In Berkeley, California, a fleet of cute Kiwibots stirred up attention as they cruised the streets with meals for the city’s students. They also rankled. One man upset by their presence botnapped one of the machines, which police tracked with GPS.

No surprise, Amazon is in the delivery bot space. The company began its Scout delivery bot program two and a half years ago not far from its Seattle headquarters. Last month, Amazon said it was establishing a Scout R&D center in Helsinki. Google, Postmates and other companies are also working on robotic delivery services.

Mall cops

Robots can help with security and policing, at least in the eyes of companies selling the products, and you might see a real-world RoboCop in some parts of the world. Dubai is using a Pal Robotics creation as a police bot in malls and tourist areas. People can use it to get information, pay fines and report crimes.

Security is one of the first markets for Boston Dynamics, a company with some of the most eye-catching robots around. Its backflip-capable humanoid Atlas robots are probably the closest thing to a Tesla Bot so far, but the product that the company is selling today is the doglike Spot Mini.

Spot Mini didn’t fare well in New York City, though. The New York Police Department scrapped a contract for robot police dogs after criticism from Rep. Alexandria Ocasio-Cortez and other public concerns.

Telepresence robots

Even before COVID-19 wiped out business travel, some companies were arguing that you can save a bundle on airplane tickets if you make a virtual appearance at a remote site using a telepresence robot from a company like Double Robotics, which puts an iPad on a stalk that you can wheel around an office. Your face appears on the iPad screen so people know who they’re dealing with, and the iPad’s camera beams its view to your screen. Prices start at $4,000.

Educational toys

Lots of companies are trying to capitalize on parental hopes that their kid could be the next Elon Musk if only they buy the right educational robot. They might not actually be a fast track to a Carnegie Mellon engineering degree, but they can be fun and instructive.

The 4M Tin Can Robot is a cheap way to get started with mechanical entertainment. The $150 Wonder Workshop Dash robot is already assembled but lets kids control it through basic programming. And the $350 Lego Mindstorms 51515 Robot Inventor kit combines open-ended construction options with programming.

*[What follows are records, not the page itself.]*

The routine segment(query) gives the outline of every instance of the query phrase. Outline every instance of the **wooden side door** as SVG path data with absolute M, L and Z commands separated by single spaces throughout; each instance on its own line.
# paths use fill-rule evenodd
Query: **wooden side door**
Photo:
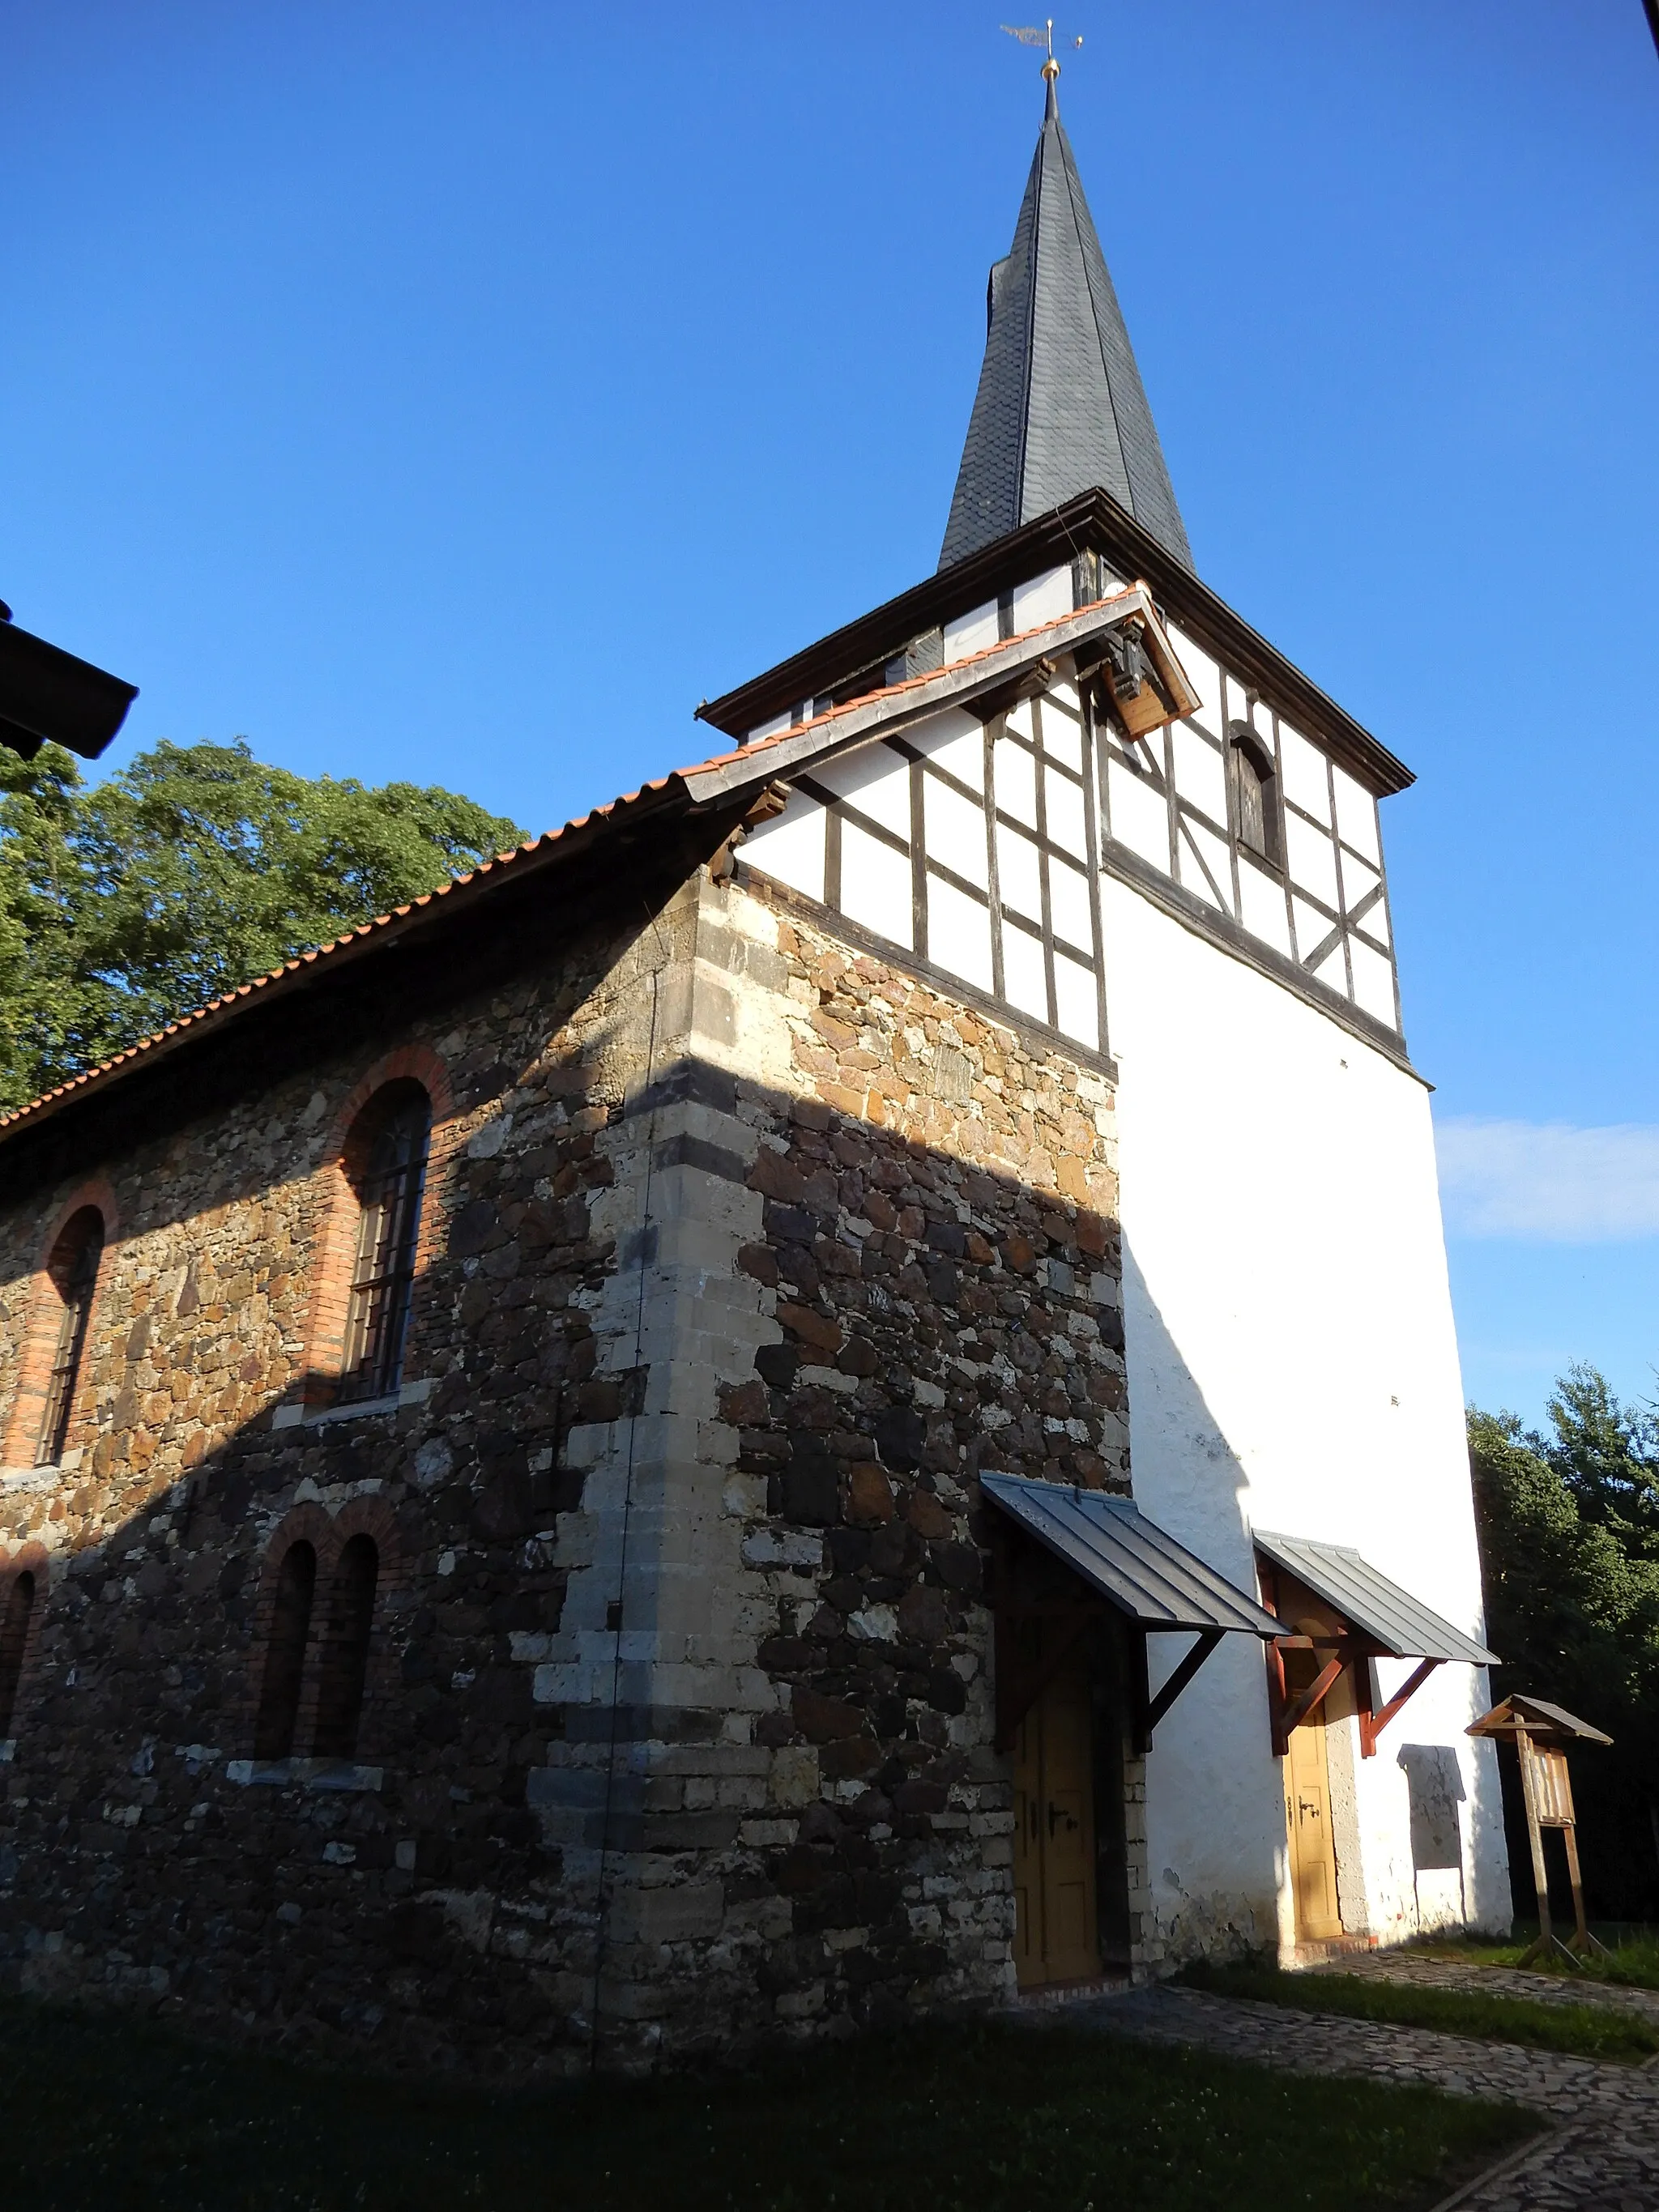
M 1291 1730 L 1285 1770 L 1285 1827 L 1300 1943 L 1328 1943 L 1342 1933 L 1336 1899 L 1336 1846 L 1331 1837 L 1331 1776 L 1325 1726 L 1304 1721 Z
M 1014 1747 L 1014 1964 L 1022 1989 L 1100 1972 L 1094 1805 L 1094 1723 L 1079 1653 L 1027 1712 Z

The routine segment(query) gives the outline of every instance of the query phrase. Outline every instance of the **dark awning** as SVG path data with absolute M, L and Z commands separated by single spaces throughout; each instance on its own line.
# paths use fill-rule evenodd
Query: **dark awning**
M 1236 1589 L 1127 1498 L 981 1474 L 980 1488 L 1028 1534 L 1141 1628 L 1237 1630 L 1272 1638 L 1285 1624 Z
M 1495 1667 L 1498 1655 L 1419 1605 L 1409 1591 L 1346 1544 L 1316 1544 L 1306 1536 L 1279 1536 L 1254 1529 L 1255 1547 L 1275 1566 L 1294 1575 L 1316 1597 L 1335 1607 L 1352 1627 L 1395 1659 L 1461 1659 L 1471 1667 Z M 1279 1632 L 1284 1632 L 1280 1623 Z
M 33 760 L 51 739 L 96 760 L 137 696 L 137 684 L 19 629 L 0 607 L 0 744 Z

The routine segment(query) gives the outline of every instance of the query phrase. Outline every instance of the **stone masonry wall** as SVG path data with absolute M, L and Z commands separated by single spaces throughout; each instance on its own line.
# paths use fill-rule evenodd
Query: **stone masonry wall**
M 330 1412 L 347 1121 L 422 1071 L 406 1379 Z M 0 1218 L 0 1419 L 111 1224 L 62 1465 L 0 1474 L 0 1973 L 497 2074 L 1006 1994 L 975 1478 L 1127 1486 L 1101 1069 L 705 872 L 84 1167 Z M 262 1765 L 276 1564 L 320 1623 L 359 1531 L 356 1758 Z
M 514 1952 L 562 1893 L 524 1802 L 555 1717 L 510 1644 L 559 1617 L 563 1435 L 618 1402 L 584 1301 L 616 1261 L 591 1208 L 636 966 L 628 937 L 595 939 L 88 1164 L 113 1218 L 69 1448 L 36 1470 L 29 1434 L 0 1475 L 0 1585 L 44 1584 L 0 1747 L 14 1985 L 417 2063 L 558 2041 Z M 401 1402 L 307 1419 L 341 1114 L 365 1078 L 423 1068 L 453 1105 Z M 83 1194 L 0 1223 L 0 1407 Z M 276 1560 L 313 1537 L 325 1577 L 358 1528 L 381 1578 L 357 1760 L 262 1772 Z
M 975 1478 L 1128 1475 L 1104 1075 L 759 879 L 682 916 L 604 1139 L 596 1371 L 639 1414 L 573 1437 L 564 1617 L 518 1639 L 563 1715 L 529 1801 L 605 1930 L 590 2025 L 635 2057 L 1008 1994 Z

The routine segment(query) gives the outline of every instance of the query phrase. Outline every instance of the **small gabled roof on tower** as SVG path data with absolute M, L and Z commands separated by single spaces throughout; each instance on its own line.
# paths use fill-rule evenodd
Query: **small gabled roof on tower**
M 1071 141 L 1048 102 L 1007 258 L 991 271 L 979 390 L 939 565 L 1098 485 L 1184 568 L 1186 526 Z

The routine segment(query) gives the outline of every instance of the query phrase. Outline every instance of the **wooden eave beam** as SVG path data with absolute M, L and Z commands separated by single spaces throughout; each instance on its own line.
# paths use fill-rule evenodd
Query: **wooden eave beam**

If you want more-advanced built-in technology, the $489 Anki Vector has AI voice control and a camera.

Fresh coffee

What do you get when you cross a factory floor robot with a barista? Cafe X’s Gordon, a robot that makes coffee. They aren’t displacing college students working at Starbucks yet, but you can see one in action at San Francisco International Airport’s Terminal 3.

Warehouse workers

Work in a warehouse or a factory and there’s a good chance you’ll interact with a robot at some point. The machines are cropping up everywhere, including breweries, bakeries and brickworks.

One company that surrendered to robot overlords long ago: Amazon. In 2014, the giant e-tailer began rolling out Kiva robots at its fulfillment centers, where they whiz around collecting orders and bringing them to a human worker.